The amyloid treatment IP was licensed to GlaxoSmithKline (GSK) in 2009 and they have developed the unique small molecule and antibody partnership for clinical testing with recent successful completion of the first in human clinical trial.  The whole process has involved very close collaboration between GSK, Pentraxin, the Wolfson Drug Discovery Unit and the National Amyloidosis Centre. It is a paradigm for collaboration in drug discovery and development between academic science and a major pharmaceutical company.
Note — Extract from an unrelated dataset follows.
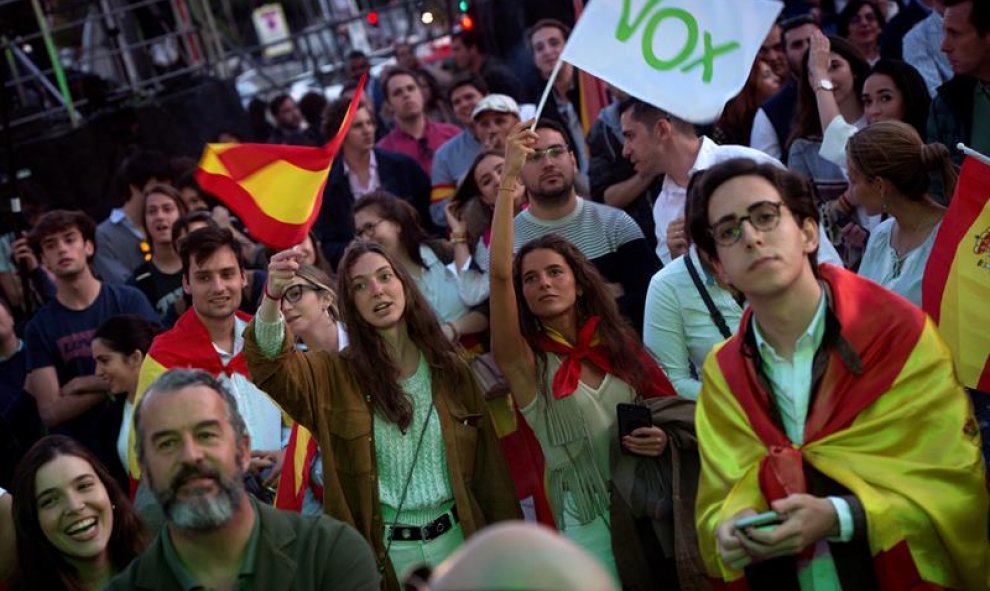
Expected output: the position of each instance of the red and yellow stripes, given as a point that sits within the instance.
(899, 435)
(275, 190)
(956, 285)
The treatment has been well tolerated so far and, encouragingly, it has demonstrated notable efficacy in removing amyloid deposits from the tissues, leading to clinical benefit.  The initial results were reported at the annual meeting of the Association of Physicians of Great Britain and Ireland, held in Sheffield in March 2015.  The first formal publication was posted online in the New England Journal of Medicine on 15 July 2015 and appeared in print in September 2015.  The article was the subject of a report in the Financial Times on 16 July 2015. A phase 2 trial, focussed on cardiac amyloidosis, is planned to start in 2016.

Creation of a new dedicated cardiac magnetic resonance imaging facility in the National Amyloidosis Centre

Radiolabelled SAP scintigraphy, invented by Sir Mark Pepys in 1986, was developed for routine clinical use by him and Professor Philip Hawkins in Hawkins's PhD project in 1987-1990.  It has long been a crucial component of the unique clinical research and practice of the National Amyloidosis Centre.  SAP scanning is not suitable for imaging cardiac amyloidosis, for technical reasons.  Fortunately, cardiac magnetic resonance (CMR) methods, developed in the past 10 years, now provide very sensitive and specific information about amyloid in the heart and its effects on cardiac function. 

The National Amyloidosis Centre has been funded to obtain CMR tests on our patients but these have been limited by shortage of NHS CMR facilities.  Professor Hawkins therefore effectively raised NHS funds for installation of a dedicated CMR facility within the Centre for Amyloidosis and Acute Phase Proteins and it opened for patients in December 2015. 

Magnificent additional fundraising for the UCL Amyloidosis Research Fund, largely through the sponsored bike ride from Land's End to John O'Groats by Thirusha Lane and David Hutt, together with many friends and supporters, contributed significantly towards the cost. 

The new scanner is, and will continue to be, tremendously helpful for diagnosis and patient management, and also of critical important for clinical development of our own and other novel treatments for amyloidosis.